Hypnosis, Placebo and Healing
Eric Greenleaf, Ph.D.
Director, The Milton H. Erickson Institute of the Bay Area
By Eric Greenleaf PhD
Hypnosis and hypnotherapy have long been considered as placebo treatments. In the narrow meaning, that is to say physically inert substances or physically neutral manipulations or interventions which, nevertheless, effect the patient in positive ways. The classic “sugar pill” is one such placebo, “a mother’s kisses” another famous example of healing without physico-chemical or biological substances entering the body.
A more modern and more medically correct view of placebo holds that placebo effects are a major portion of all medical and psychological interventions that help patients heal. As Kirmayer says [Journal of Mind Body Regulation 2011, 1, #3] “Placebo responses may be understood as social phenomena that depend on embodied experience, socially distributed or embedded knowledge, and situated practice.” In this sense, placebo refers to a social, healing situation, not to a chemical substance.
What does this imply? Well, we know that we can feel better with more compassionate and responsive medical care. We know too that hypnotic “rapport,” the relationship with the hypnotherapist, is of the essence of hypnotic effectiveness with patients. We know, as with hypnosis, that much of healing is outside of conscious awareness and control.

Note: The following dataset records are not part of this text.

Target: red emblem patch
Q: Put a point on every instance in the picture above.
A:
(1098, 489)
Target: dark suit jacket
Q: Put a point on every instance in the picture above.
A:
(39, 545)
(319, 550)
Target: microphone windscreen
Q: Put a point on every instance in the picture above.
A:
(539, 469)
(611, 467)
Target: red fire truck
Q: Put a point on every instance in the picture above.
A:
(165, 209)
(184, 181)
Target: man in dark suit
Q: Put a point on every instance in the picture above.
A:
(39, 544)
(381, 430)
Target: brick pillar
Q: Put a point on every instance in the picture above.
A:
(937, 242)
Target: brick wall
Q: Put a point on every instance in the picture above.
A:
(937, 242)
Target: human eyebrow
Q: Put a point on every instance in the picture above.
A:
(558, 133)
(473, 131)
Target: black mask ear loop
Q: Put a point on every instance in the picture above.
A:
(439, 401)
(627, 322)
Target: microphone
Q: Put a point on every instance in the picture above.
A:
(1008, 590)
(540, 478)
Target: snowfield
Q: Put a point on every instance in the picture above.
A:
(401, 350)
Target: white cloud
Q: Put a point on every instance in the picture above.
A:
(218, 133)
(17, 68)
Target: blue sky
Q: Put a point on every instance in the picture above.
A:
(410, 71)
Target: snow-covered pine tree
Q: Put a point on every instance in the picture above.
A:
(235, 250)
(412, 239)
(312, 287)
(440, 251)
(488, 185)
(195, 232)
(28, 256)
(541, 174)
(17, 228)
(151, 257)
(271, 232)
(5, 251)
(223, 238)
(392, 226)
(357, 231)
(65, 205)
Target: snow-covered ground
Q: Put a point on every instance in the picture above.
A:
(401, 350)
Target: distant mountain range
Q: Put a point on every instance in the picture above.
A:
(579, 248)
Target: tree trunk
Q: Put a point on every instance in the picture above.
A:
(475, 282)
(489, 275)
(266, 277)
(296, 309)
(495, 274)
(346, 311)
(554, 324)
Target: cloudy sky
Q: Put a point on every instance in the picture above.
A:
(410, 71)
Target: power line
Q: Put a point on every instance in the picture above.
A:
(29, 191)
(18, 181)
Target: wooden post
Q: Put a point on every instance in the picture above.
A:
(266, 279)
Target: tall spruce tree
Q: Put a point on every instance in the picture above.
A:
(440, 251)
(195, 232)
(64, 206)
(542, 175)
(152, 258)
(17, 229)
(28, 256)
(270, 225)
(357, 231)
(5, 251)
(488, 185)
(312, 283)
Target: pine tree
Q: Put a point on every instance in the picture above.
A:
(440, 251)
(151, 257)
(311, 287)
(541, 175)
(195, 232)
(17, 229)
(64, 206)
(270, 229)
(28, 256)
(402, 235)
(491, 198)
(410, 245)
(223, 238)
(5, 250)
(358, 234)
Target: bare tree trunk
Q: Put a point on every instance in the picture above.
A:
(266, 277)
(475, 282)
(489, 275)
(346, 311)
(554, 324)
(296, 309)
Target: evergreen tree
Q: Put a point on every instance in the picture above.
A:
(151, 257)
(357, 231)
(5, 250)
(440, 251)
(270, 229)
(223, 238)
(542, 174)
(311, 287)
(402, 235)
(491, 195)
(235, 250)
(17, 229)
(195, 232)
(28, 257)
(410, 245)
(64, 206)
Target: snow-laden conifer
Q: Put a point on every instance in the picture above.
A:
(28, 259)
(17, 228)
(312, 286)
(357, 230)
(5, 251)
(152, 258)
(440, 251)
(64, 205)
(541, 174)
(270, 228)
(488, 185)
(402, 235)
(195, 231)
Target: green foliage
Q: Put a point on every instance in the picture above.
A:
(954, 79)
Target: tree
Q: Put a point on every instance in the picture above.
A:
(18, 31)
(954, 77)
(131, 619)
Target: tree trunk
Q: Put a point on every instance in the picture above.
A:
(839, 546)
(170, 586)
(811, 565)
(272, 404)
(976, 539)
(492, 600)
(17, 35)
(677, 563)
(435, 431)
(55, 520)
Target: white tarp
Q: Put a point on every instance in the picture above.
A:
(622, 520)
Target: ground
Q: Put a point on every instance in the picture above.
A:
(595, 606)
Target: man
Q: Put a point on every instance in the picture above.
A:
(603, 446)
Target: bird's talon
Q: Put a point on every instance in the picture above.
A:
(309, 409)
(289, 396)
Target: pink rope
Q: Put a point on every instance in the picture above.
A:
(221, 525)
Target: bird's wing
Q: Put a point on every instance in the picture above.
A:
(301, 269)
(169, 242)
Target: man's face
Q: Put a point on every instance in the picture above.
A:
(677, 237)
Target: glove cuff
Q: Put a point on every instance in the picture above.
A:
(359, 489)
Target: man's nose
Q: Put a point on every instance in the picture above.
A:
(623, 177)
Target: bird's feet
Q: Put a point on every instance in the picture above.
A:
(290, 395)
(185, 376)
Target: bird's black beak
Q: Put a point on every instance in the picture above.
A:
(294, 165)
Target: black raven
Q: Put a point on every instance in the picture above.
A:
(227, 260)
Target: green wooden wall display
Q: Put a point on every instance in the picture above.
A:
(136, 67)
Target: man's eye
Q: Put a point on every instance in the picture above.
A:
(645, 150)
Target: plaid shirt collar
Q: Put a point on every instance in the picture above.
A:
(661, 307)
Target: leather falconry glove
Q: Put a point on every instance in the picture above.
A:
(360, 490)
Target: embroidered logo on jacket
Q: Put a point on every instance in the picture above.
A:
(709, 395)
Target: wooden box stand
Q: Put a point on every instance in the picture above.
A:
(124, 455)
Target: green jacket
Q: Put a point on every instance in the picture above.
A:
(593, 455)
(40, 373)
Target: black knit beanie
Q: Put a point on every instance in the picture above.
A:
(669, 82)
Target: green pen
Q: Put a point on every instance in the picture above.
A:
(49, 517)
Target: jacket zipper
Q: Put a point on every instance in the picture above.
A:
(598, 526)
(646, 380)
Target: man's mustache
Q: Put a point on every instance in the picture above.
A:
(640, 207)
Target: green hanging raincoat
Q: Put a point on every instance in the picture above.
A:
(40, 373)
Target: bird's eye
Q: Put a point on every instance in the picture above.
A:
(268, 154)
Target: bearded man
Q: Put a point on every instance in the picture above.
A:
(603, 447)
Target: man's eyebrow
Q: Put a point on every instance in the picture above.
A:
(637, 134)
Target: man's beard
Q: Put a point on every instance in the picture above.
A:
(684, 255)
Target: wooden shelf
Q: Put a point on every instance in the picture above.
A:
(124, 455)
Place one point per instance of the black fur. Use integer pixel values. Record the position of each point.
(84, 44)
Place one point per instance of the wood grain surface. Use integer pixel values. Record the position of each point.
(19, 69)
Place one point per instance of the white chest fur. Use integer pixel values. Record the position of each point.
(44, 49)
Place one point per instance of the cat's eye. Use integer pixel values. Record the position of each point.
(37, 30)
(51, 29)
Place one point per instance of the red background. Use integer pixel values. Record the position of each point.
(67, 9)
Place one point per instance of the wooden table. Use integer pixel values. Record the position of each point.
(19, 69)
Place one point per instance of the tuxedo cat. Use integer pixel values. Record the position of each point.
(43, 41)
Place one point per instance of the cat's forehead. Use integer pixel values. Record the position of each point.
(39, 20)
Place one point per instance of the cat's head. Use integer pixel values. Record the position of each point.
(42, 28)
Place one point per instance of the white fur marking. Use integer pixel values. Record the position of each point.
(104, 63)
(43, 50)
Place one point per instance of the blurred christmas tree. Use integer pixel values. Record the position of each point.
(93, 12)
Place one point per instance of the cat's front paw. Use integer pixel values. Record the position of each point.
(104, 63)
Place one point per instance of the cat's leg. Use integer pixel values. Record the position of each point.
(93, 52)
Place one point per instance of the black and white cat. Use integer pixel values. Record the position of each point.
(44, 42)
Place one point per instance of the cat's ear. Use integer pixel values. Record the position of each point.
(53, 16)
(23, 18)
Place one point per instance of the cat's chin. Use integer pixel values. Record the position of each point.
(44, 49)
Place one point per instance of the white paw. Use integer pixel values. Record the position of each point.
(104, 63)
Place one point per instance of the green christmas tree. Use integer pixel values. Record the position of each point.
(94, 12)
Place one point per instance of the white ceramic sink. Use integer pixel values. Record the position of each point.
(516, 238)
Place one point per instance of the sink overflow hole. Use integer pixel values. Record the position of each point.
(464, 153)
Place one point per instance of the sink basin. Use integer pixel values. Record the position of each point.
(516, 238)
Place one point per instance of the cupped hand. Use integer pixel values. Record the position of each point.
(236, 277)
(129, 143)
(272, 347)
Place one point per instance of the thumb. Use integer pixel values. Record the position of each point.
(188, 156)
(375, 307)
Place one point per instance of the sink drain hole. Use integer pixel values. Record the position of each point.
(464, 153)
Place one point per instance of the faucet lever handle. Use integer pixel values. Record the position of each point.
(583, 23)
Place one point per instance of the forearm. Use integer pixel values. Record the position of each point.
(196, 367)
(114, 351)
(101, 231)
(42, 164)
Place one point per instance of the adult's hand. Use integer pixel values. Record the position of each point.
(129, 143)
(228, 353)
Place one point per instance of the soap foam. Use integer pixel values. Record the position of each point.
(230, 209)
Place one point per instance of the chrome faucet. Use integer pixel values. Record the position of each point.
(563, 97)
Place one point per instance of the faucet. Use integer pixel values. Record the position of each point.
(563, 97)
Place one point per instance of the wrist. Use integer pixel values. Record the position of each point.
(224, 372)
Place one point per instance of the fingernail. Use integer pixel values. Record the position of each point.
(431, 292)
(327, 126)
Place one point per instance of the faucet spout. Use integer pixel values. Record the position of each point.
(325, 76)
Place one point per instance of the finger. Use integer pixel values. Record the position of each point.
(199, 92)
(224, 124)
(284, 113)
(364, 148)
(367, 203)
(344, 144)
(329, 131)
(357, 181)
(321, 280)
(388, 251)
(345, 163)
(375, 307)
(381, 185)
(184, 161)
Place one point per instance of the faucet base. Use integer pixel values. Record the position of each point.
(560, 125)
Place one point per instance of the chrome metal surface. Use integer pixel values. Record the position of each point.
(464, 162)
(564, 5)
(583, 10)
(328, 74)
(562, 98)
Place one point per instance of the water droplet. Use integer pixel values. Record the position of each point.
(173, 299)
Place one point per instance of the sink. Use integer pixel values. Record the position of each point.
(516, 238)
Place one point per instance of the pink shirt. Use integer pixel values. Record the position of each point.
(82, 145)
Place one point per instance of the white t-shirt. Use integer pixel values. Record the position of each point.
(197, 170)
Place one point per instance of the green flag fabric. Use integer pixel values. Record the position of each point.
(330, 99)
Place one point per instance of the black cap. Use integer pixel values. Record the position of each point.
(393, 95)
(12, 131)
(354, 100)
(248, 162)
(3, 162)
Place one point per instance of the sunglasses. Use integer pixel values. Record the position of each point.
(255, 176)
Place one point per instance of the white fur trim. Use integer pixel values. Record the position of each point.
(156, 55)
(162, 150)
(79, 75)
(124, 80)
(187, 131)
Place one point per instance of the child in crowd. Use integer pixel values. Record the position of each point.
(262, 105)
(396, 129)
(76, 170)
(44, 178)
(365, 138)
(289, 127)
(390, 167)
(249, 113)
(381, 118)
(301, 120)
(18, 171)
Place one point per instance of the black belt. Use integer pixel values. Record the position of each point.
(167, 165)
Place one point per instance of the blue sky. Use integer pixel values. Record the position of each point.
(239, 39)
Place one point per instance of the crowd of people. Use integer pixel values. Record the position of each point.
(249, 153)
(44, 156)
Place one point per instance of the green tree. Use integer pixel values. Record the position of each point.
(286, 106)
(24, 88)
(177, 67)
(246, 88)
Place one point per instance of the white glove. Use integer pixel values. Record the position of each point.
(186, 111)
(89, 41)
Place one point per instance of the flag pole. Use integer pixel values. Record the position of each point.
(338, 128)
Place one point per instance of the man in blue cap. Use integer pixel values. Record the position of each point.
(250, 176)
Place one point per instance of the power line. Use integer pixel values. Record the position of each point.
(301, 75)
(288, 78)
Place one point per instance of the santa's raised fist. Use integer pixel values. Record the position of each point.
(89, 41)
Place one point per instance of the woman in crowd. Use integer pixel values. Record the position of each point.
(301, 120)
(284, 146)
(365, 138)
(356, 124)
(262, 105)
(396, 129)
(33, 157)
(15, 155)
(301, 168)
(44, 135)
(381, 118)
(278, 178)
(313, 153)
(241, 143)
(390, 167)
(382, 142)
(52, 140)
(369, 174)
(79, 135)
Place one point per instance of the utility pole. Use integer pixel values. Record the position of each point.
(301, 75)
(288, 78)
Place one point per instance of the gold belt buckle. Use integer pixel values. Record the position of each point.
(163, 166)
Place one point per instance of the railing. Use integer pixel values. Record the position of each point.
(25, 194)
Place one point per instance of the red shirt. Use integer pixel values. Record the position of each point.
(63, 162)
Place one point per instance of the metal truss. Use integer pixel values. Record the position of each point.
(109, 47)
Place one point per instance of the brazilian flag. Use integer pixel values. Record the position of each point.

In the social context of healing, or the interpersonal “container” of hypnotic psychotherapy, our own brain, though affected, is not the agent of change; nor, is our therapeutic “technique” the healing item. Rather, placebo effects – recognizable, measurable, brain and body effects of healing - result from the unselfconscious rituals of medical and psychotherapeutic practices. These practices are metaphorical [meanings “carried” in symbolic acts], narrative [what we are told], and persuasive [“You are getting better already.”]
Research shows both that metaphors emerge from bodily experience and that metaphor and ritual and persuasive speech and expectation affect and change bodily experience, thought and action. When we go to a dance, we dress to dance, expect to dance and mentally practice the steps. We prepare to enjoy ourselves. When we are ill or troubled, we expect caring treatment and individual concern for our pains and methods to ease those pains and resolve the ills we suffer, physical or emotional.
In the common practices of hypnotherapy there are situated practices which ritually invite states of trance, persuasive speech to encourage change and healing, and appeals to experience, both embodied and embedded, as well as “unconscious,” to effect healing in the patient. As in the ancient dream incubation practices of Asclepian Athens, so in modern hypnotic practice, the patient is led through a ritual, allowed to rest comfortably, and encouraged to reassess and rearrange experience to induce change, growth and recovery. With good placebo outcomes come self-value and approval – the healthier person esteems his own life more easily than does the troubled one. As a hypnotherapy patient of mine wrote, “Thank you again for what-ever-the-hell-it-is that you do – as I have benefited greatly. Most notably in my improved assessment of self.”
The “whatever” is hypnotic conversation, hard to grasp consciously because its meanings are distributed through relationships; metaphorical and allusive, so, hard to pin down as “technique.” The benefit is clear; the means are ritualized, murky. And, without discussion of “self,” the treatment eventuates in improved self-valuation. A placebo without sugar pills or sugar-coating can help with all manner of medical and therapeutic goals.